Toronto Metropolitan University's Independent Student Newspaper Since 1967

edited image of chatgpt and two students on a scale
(SAMMY KOGAN/THE EYEOPENER)
All Fun & Satire

TMU professors speak up against anti-AI rhetoric in classrooms

By Sarah Grishpul

Disclaimer: This story is a work of fiction by the author, who is definitely not a robot. Probably.

Despite ongoing conversations surrounding the ban of artificial intelligence (AI) tools from classrooms, many professors at Toronto Metropolitan University (TMU) prefer for students to use ChatGPT rather than copy each other’s work.

Hoity McToity is a long-serving history professor who started teaching at the university before the internet was cool. He considers himself to be one of the few “pro-AI” members of the TMU faculty. While speaking to The Eyeopener about his hot takes one afternoon, Professor McToity said papers written by AI are easier to identify than those written by most students.

“One assignment I gave to my students was to write about an important figure in the French Revolution,” he said. “I had a student submit a 2,000-word essay about the illustrious history of King Louis XXI. It was a great piece—too bad there never was a King Louis XXI.”

According to McToity, the last French ruler before the fall of the monarchy was King Louis XVI.

“Only an AI software could have made up an entire historical figure from scratch,” he said matter-of-factly.

“Instead of complaining, we should be grateful that students are submitting mediocre work on time”

The paper trail doesn’t end there. McToity revealed they had uncovered three identical essays about the fictitious King Louis XXI submitted by three different students.

“What I’m assuming happened is that three students copied the assignment instructions into the software and received the exact same responses,” he said. “Despite being grad students, they’re not all that bright.”

Ethan Ethicson is another TMU professor who firmly believes using AI to cheat is better than students plagiarizing each other’s work.
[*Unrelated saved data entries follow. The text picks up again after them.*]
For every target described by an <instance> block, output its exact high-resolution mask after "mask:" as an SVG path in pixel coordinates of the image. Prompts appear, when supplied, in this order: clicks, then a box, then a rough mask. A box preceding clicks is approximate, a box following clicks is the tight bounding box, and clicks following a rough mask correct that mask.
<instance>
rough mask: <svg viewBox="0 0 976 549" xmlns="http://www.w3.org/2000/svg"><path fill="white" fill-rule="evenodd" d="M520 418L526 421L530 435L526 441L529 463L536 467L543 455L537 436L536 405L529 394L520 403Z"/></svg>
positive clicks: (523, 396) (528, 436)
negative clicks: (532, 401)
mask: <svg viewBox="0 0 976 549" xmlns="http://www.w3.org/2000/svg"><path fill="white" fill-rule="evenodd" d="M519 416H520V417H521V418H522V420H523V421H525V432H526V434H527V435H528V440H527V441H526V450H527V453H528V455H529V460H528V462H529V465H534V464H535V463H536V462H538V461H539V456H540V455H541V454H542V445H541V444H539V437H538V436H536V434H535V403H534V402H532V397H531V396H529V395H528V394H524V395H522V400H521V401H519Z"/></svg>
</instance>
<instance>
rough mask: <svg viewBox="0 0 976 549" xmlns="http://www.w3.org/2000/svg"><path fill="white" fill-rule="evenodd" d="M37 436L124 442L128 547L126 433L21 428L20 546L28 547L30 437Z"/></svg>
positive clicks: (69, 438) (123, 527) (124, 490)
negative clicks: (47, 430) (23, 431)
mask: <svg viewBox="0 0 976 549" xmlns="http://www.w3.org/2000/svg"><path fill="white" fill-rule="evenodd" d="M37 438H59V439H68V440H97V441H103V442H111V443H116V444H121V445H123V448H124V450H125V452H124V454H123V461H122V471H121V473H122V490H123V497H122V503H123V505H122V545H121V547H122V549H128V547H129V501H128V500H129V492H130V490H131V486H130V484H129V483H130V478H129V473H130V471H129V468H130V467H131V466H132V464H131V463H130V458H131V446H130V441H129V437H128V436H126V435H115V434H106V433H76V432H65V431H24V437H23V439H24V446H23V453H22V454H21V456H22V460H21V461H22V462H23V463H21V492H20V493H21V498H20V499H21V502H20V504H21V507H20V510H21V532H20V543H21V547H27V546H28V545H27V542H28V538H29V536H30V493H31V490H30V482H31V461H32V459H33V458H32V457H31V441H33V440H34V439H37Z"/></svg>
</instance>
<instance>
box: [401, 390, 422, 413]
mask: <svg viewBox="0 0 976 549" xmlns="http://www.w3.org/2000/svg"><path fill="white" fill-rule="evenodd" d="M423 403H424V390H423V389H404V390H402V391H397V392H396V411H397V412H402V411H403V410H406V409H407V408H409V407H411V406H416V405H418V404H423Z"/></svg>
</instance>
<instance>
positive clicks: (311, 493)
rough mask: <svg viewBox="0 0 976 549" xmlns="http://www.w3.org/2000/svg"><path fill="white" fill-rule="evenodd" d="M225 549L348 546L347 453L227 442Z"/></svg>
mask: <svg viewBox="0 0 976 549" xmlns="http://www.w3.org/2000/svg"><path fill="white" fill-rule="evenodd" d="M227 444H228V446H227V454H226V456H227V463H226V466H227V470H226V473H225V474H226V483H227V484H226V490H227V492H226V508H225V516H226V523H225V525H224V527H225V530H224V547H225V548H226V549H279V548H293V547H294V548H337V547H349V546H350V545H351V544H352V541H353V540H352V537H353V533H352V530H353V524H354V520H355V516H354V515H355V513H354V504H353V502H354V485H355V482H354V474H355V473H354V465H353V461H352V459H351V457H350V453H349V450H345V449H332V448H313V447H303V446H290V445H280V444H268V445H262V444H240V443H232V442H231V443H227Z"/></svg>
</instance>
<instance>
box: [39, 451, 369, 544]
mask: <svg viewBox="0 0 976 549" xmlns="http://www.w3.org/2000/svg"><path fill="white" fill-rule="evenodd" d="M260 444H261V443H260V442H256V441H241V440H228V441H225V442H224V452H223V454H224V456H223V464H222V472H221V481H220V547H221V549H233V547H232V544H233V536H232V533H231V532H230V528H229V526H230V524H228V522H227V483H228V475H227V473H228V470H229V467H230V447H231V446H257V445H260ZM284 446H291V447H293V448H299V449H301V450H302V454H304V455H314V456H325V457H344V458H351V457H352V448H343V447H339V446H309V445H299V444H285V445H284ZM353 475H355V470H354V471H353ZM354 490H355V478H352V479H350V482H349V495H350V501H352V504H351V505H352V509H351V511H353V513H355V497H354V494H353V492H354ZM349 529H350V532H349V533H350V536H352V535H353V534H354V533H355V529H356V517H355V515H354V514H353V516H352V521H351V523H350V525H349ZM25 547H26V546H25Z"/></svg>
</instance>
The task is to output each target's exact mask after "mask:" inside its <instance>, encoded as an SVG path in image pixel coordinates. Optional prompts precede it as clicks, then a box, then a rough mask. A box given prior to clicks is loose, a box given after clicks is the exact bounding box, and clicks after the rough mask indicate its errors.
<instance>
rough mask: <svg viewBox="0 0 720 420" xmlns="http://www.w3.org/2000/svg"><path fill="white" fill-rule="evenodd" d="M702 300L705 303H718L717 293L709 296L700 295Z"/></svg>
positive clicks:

He describes the situation as “the lesser of two evils,” with plagiarism punishment falling only on the shoulders of one student instead of two. 

“We’ve basically divided the academic crime rate in half,” stated Ethicson.

The Eye cannot verify that these statistics are accurate.

Ethicson further explained that despite current efforts by the Academic Integrity Office, students will continue to find new ways to cheat, scheme and lie to get through their studies. 

“It’s time to move on and accept that plagiarism is a natural way of life,” he said nonchalantly. “Each generation has its own version of cheating, this is simply just the latest trend. Instead of complaining, we should be grateful that students are submitting mediocre work on time.”

Both Ethicson and McToity are part of an underground coalition of pro-ChatGPT professors. The unofficial faculty organization meets once a month in the Kerr Hall basement to discuss the latest breakthroughs in computer-generated essays while indulging in light refreshments.

“I’m actually relieved when a student submits a paper that was written by AI”

Professor Cornelius Conspirious is a new member of the group who spoke to The Eye about the stigma they face for their beliefs. Many faculty members have been scared to speak positively of AI due to backlash and fear-mongering tactics by the university.

“I just don’t see why it’s such a big deal,” he said. “I, for one, welcome our new AI overlords and urge all teaching staff to join us in a new era of enhanced learning.”

Since the rise of AI chatbots, Conspirious has been training his students to use generative artificial intelligence in preparation for the imminent AI invasion.

“My plan is to teach them to live amongst AI,” he said. “It will give them a better chance of survival once ChatGPT has overthrown Lachemi.”

When asked where Conspirious had received this information, he said he had asked the chatbot when AI would commit a hostile takeover and it responded, “soon.”

McToity’s colleague, professor Eliza PrimaDonna, has actively encouraged her students in ENG 354: Creative Writing for Dummies to write their assignments solely using ChatGPT.

“I’m actually relieved when a student submits a paper that was written by AI,” she said. “Back in the day, the amount of spelling errors I had to fix would take up the majority of my marking time. Thanks to ChatGPT, the content may be emotionless but at least it’s grammatically correct!”

PrimaDonna has been reprimanded by the Academic Integrity Office for actively promoting the use of AI in assignments. Several professors involved in the ever-growing “pro-AI” movement have written and signed a letter of protest against her suspension.